We can all get stuck in a rut.
Frustrated that we keep repeating the same errors.
Saint Paul’s words can chime with all of us; “I do not understand what I do; for I don’t do what I would like to do, but instead I do what I hate.” Romans 7:15-25
How do we go about making changes in our life?
In a podcast interview the author James Clear advises that the place to start, like Saint Paul, is with self-awareness. We need to be aware of what our struggles are and what we want to achieve. Having goals in life help us to shape what we want to achieve and what sort of person we want to be. For James Clear we can best achieve these by focusing on our daily habits and our every-day choices. What are the habits that we want to keep up? Which habits do we want to do less and which do we want to increase? Whether that’s buying different things to eat, putting a book by our bedside, creating a reminder to call a loved one, scheduling in regular exercise or putting a little bit away every month. Whatever we want to achieve in life, big or small, I have found it helpful to focus on the next one little thing that I can do.

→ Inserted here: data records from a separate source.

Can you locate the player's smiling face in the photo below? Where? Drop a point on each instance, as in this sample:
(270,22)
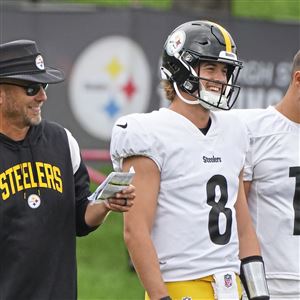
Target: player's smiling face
(215,73)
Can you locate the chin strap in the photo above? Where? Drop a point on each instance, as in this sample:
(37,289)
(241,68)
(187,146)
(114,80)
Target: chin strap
(253,277)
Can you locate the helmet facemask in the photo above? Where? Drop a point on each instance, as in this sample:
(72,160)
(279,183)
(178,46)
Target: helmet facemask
(194,85)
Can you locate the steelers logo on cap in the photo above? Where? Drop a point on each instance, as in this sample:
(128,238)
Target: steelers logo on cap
(39,62)
(34,201)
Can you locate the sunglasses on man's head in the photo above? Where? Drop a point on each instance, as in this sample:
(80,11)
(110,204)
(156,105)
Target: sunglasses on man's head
(34,88)
(31,89)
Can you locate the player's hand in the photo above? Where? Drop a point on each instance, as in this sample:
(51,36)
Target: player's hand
(123,201)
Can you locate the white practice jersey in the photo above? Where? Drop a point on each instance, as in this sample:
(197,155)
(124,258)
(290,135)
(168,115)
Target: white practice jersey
(194,231)
(273,166)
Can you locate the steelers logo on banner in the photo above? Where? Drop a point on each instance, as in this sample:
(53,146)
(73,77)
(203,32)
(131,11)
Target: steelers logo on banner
(34,201)
(110,78)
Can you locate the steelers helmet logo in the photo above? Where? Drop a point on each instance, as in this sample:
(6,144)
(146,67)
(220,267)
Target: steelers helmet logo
(34,201)
(175,42)
(39,62)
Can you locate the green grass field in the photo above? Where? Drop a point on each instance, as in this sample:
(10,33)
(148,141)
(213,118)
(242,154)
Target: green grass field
(103,271)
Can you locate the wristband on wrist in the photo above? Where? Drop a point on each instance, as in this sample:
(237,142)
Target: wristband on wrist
(253,277)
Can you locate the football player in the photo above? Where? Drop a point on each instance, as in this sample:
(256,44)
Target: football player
(272,183)
(190,224)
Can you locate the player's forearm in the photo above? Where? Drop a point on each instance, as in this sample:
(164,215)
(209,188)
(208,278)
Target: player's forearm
(249,244)
(95,214)
(145,261)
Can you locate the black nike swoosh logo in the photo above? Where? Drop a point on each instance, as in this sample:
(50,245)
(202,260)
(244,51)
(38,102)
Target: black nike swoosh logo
(122,125)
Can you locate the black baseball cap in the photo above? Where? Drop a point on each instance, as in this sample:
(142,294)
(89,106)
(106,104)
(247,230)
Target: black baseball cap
(21,60)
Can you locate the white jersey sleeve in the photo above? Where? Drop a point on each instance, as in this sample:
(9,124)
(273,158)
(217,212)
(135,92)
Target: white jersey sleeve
(273,167)
(131,136)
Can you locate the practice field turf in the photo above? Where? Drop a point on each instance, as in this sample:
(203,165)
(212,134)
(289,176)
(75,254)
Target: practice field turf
(103,271)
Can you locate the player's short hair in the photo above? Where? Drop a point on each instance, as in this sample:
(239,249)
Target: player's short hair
(296,63)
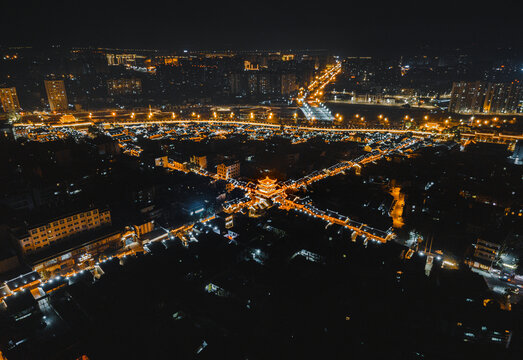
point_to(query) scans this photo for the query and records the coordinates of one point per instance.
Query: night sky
(351, 27)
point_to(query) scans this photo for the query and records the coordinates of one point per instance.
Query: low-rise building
(228, 171)
(37, 236)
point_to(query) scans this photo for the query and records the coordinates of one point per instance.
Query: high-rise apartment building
(487, 98)
(56, 95)
(467, 97)
(118, 87)
(503, 98)
(9, 99)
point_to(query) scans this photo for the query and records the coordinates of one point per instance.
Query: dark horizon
(349, 29)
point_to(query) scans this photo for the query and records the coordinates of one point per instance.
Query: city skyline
(355, 27)
(261, 181)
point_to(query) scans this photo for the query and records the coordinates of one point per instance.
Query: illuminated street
(261, 181)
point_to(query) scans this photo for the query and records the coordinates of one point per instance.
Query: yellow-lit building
(56, 95)
(200, 161)
(41, 236)
(228, 171)
(9, 99)
(121, 59)
(117, 87)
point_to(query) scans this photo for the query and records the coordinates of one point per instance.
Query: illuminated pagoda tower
(267, 188)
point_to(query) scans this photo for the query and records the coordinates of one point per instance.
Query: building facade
(200, 161)
(486, 98)
(9, 99)
(228, 171)
(56, 95)
(119, 87)
(39, 237)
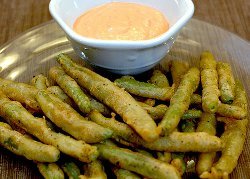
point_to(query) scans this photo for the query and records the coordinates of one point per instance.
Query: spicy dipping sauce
(121, 21)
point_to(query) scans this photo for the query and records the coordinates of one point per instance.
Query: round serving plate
(34, 51)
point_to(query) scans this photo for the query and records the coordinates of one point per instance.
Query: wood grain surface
(17, 16)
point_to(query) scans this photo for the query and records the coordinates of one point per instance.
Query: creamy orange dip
(121, 21)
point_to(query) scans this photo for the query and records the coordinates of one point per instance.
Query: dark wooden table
(17, 16)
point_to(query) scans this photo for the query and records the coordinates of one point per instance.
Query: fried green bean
(158, 112)
(232, 111)
(226, 82)
(50, 171)
(195, 99)
(14, 112)
(164, 156)
(145, 89)
(114, 97)
(205, 161)
(136, 162)
(71, 88)
(125, 174)
(178, 70)
(188, 126)
(178, 162)
(71, 170)
(209, 81)
(94, 104)
(21, 145)
(65, 117)
(175, 142)
(233, 138)
(180, 101)
(159, 79)
(58, 92)
(21, 92)
(40, 82)
(191, 114)
(95, 169)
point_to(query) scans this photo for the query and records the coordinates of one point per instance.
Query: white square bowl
(122, 57)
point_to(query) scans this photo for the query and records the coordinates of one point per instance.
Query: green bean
(125, 174)
(71, 88)
(175, 142)
(178, 70)
(209, 81)
(232, 111)
(144, 89)
(165, 156)
(58, 92)
(188, 126)
(136, 162)
(114, 97)
(71, 170)
(95, 169)
(178, 162)
(94, 104)
(191, 114)
(14, 112)
(21, 145)
(40, 82)
(21, 92)
(65, 117)
(205, 161)
(195, 99)
(180, 101)
(159, 79)
(50, 171)
(226, 82)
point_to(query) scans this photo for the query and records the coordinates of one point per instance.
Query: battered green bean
(94, 104)
(188, 126)
(180, 101)
(125, 174)
(71, 170)
(178, 162)
(21, 92)
(71, 88)
(159, 79)
(14, 112)
(136, 162)
(58, 92)
(65, 117)
(145, 89)
(178, 70)
(114, 97)
(165, 156)
(232, 111)
(27, 147)
(50, 171)
(209, 81)
(192, 114)
(175, 142)
(40, 82)
(205, 161)
(226, 82)
(95, 169)
(195, 99)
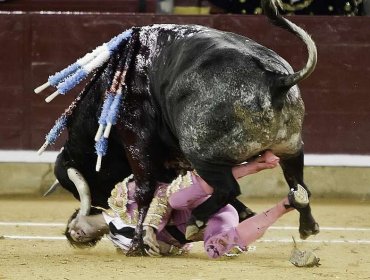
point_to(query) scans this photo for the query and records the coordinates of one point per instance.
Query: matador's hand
(151, 245)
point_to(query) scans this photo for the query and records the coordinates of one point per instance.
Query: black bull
(209, 98)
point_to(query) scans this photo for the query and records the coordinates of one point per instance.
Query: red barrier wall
(35, 45)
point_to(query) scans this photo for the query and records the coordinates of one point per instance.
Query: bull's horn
(53, 188)
(83, 190)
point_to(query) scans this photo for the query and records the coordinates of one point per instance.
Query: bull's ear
(53, 188)
(83, 190)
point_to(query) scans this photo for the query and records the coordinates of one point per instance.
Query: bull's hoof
(298, 198)
(194, 229)
(306, 231)
(246, 214)
(136, 249)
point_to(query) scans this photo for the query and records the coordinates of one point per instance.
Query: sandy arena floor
(32, 247)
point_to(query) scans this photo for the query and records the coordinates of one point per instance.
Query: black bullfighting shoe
(298, 198)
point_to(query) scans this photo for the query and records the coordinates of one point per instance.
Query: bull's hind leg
(293, 173)
(226, 189)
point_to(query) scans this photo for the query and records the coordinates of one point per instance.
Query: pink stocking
(253, 228)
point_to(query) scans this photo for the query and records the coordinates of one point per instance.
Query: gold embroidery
(158, 209)
(118, 202)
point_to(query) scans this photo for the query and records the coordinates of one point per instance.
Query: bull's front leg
(143, 197)
(139, 153)
(293, 173)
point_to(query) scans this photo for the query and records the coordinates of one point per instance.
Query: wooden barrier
(35, 45)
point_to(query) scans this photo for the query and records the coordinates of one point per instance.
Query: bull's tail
(270, 8)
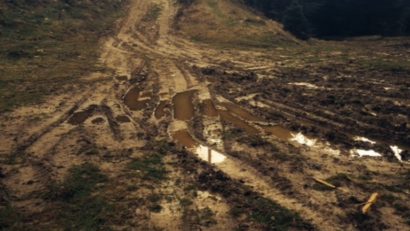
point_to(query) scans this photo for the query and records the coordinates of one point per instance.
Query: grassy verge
(45, 44)
(80, 206)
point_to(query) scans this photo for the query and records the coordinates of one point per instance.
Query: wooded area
(337, 18)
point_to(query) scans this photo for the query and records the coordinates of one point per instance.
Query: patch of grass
(336, 180)
(153, 13)
(80, 207)
(151, 167)
(206, 217)
(10, 219)
(47, 44)
(276, 217)
(394, 66)
(403, 211)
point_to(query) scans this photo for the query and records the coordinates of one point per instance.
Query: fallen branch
(325, 183)
(372, 200)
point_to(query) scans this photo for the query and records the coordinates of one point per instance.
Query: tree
(295, 21)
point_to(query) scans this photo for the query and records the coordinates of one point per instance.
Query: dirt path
(156, 74)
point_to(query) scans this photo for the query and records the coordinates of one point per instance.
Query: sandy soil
(163, 86)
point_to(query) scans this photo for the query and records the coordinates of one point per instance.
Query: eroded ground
(179, 135)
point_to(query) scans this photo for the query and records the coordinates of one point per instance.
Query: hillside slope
(229, 23)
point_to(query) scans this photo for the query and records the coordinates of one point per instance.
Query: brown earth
(192, 136)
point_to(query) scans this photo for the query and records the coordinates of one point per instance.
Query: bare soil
(179, 135)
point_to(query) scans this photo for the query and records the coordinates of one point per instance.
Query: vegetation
(46, 44)
(81, 208)
(151, 167)
(340, 18)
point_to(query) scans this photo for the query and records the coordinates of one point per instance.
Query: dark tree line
(338, 18)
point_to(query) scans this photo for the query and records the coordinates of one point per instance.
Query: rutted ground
(175, 137)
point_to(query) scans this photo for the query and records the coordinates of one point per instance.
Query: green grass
(153, 13)
(337, 180)
(274, 216)
(151, 167)
(379, 64)
(80, 206)
(46, 44)
(10, 219)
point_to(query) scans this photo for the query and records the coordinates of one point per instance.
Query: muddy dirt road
(163, 87)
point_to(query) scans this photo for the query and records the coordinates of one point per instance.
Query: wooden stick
(372, 200)
(325, 183)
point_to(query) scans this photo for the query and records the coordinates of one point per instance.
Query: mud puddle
(160, 110)
(183, 106)
(242, 113)
(278, 131)
(237, 122)
(80, 117)
(131, 99)
(183, 138)
(208, 108)
(123, 119)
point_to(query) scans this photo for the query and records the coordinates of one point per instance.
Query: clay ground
(178, 134)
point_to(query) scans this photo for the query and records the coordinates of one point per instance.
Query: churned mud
(178, 135)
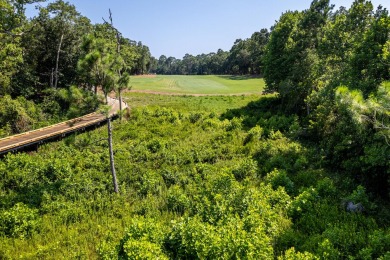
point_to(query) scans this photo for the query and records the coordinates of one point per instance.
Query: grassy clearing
(210, 84)
(216, 104)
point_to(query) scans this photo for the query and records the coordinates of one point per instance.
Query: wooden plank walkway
(15, 142)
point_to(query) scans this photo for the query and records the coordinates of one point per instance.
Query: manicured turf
(210, 84)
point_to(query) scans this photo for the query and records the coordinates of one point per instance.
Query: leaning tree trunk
(58, 61)
(120, 105)
(114, 180)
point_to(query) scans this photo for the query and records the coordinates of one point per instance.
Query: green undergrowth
(199, 177)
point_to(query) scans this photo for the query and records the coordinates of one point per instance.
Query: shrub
(279, 178)
(20, 221)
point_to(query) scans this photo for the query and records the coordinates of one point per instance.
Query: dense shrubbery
(197, 186)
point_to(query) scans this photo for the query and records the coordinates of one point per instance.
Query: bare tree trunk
(114, 180)
(58, 61)
(120, 104)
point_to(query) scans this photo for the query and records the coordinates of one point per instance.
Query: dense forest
(301, 172)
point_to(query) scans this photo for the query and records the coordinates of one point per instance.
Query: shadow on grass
(240, 77)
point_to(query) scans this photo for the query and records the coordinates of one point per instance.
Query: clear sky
(177, 27)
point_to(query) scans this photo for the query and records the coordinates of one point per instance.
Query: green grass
(210, 84)
(216, 104)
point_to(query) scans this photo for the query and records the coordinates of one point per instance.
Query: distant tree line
(55, 59)
(330, 67)
(245, 57)
(44, 52)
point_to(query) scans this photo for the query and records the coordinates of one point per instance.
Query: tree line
(56, 61)
(330, 67)
(50, 50)
(245, 57)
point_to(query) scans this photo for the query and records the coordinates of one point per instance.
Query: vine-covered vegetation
(196, 181)
(301, 172)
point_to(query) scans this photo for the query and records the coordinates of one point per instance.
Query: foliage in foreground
(192, 185)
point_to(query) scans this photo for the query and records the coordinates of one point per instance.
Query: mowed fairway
(193, 84)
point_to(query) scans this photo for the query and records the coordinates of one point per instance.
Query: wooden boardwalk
(16, 142)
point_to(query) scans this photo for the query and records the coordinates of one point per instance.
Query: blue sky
(177, 27)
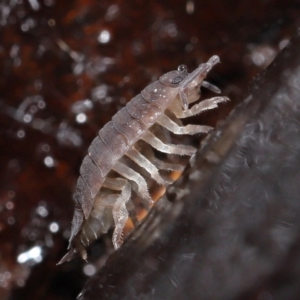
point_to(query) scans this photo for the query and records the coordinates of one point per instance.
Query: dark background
(54, 57)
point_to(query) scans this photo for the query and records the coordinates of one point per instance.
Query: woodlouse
(103, 171)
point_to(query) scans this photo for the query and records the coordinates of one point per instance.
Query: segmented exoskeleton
(103, 192)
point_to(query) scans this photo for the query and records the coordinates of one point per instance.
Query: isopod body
(103, 191)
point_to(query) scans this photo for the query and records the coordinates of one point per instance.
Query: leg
(143, 162)
(210, 87)
(130, 174)
(119, 210)
(166, 122)
(151, 139)
(198, 108)
(161, 165)
(117, 184)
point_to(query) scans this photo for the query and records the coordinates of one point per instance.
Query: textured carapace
(103, 193)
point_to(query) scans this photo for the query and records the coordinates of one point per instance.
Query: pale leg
(156, 143)
(143, 162)
(130, 174)
(119, 211)
(166, 122)
(199, 107)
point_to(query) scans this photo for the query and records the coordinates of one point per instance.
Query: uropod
(103, 195)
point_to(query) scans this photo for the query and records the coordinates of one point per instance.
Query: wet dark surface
(232, 229)
(67, 67)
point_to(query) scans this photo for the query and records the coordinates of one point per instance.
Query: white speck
(27, 118)
(104, 37)
(21, 134)
(283, 43)
(53, 227)
(42, 211)
(51, 22)
(11, 194)
(46, 148)
(11, 221)
(34, 4)
(81, 118)
(190, 7)
(49, 162)
(33, 109)
(262, 55)
(24, 27)
(112, 12)
(32, 254)
(89, 270)
(9, 205)
(41, 104)
(99, 92)
(20, 282)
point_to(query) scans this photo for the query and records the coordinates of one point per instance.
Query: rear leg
(119, 210)
(161, 165)
(130, 174)
(156, 143)
(143, 162)
(197, 108)
(166, 122)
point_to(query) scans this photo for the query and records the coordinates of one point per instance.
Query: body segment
(103, 192)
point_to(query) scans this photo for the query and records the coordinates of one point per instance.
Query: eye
(177, 80)
(182, 69)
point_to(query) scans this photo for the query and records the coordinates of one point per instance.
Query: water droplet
(27, 118)
(21, 134)
(49, 161)
(42, 211)
(104, 37)
(9, 205)
(53, 227)
(81, 118)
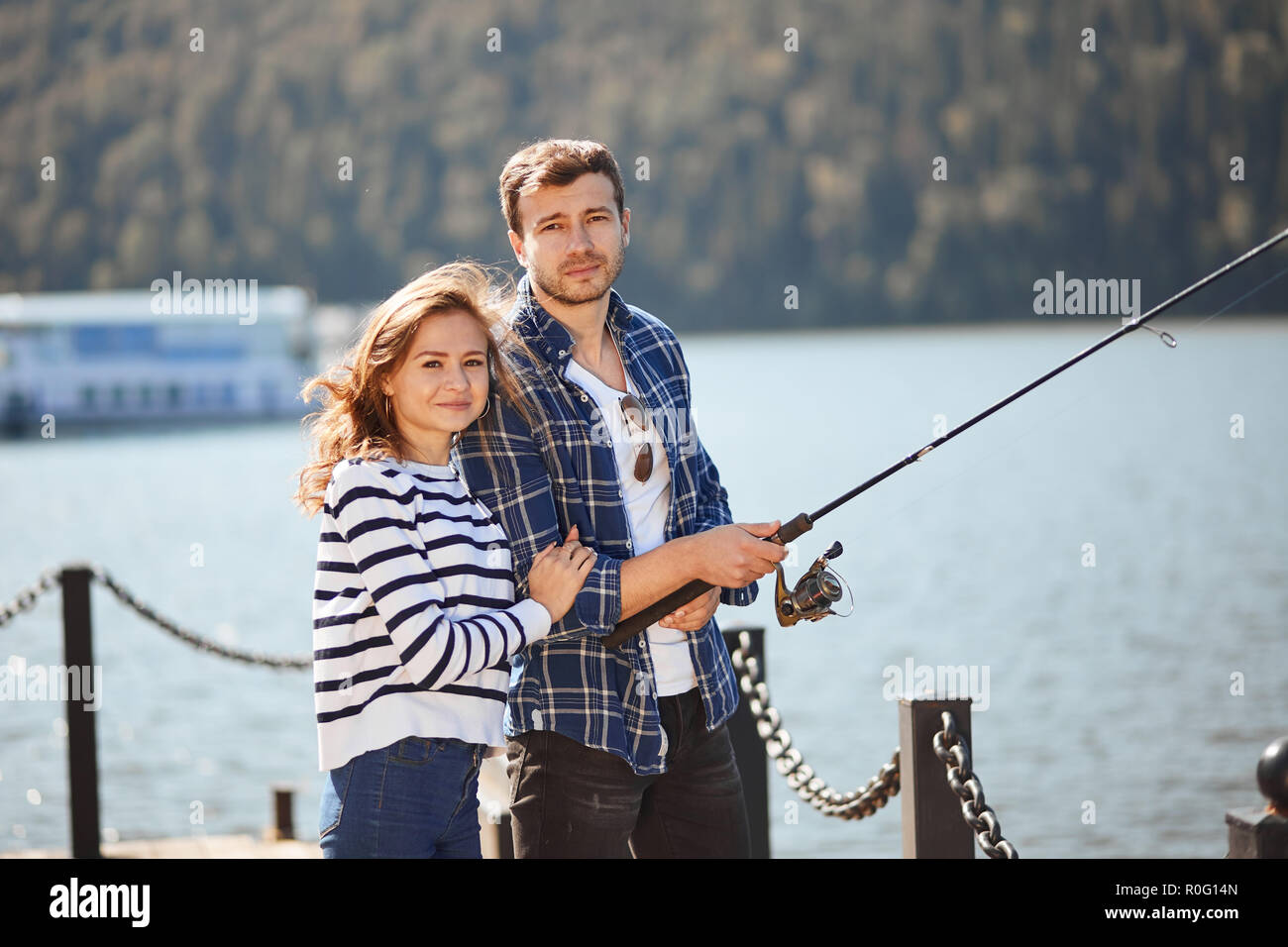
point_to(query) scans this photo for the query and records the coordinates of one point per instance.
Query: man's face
(574, 243)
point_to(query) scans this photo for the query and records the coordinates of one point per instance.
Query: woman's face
(442, 384)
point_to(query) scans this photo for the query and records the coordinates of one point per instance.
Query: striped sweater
(413, 611)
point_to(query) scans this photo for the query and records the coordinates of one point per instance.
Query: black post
(81, 738)
(748, 750)
(932, 825)
(283, 815)
(1262, 831)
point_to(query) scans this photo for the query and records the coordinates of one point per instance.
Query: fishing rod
(812, 596)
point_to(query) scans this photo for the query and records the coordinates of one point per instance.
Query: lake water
(1141, 686)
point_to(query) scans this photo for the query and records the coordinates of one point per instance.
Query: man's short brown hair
(558, 161)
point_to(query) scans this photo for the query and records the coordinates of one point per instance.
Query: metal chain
(953, 751)
(789, 761)
(253, 657)
(26, 598)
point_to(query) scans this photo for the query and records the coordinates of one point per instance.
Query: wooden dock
(493, 799)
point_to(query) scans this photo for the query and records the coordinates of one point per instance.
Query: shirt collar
(545, 334)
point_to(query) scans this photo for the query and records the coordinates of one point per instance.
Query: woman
(413, 611)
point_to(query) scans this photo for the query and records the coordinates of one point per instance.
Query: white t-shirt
(647, 508)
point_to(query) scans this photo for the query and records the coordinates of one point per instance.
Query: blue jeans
(413, 799)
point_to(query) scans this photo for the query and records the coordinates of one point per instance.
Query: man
(610, 751)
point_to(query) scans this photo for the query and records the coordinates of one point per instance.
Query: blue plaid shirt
(562, 474)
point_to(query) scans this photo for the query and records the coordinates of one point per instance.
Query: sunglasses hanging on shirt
(635, 415)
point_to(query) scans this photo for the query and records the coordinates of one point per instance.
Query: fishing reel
(814, 594)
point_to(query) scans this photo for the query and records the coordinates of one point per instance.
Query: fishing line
(1072, 403)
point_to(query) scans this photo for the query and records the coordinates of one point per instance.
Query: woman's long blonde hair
(355, 420)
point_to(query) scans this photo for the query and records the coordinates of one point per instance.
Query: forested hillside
(784, 145)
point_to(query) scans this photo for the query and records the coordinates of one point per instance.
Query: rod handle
(684, 594)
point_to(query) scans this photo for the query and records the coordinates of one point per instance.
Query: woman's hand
(558, 574)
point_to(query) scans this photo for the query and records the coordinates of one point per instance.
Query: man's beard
(568, 291)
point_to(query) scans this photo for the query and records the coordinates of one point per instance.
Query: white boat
(128, 357)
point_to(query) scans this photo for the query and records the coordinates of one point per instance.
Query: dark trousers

In Matthew Chapter 7 Jesus tells a parable about two builders, a successful one who spends time and effort digging secure foundations and a disappointed builder who easily creates a home on unstable ground with disastrous outcomes. Jesus’ point is that it takes time and effort for our intentions and our actions to produce the outcomes that we want. There are no short cuts in creating habits that shape us into the people that God wants us to be.
If we keep digging, God encourages us that we can build secure foundations.
If we adjust our habits, bit by bit, we can gradually work towards our long-term goals in life.
Becoming people who do the things that we want to do.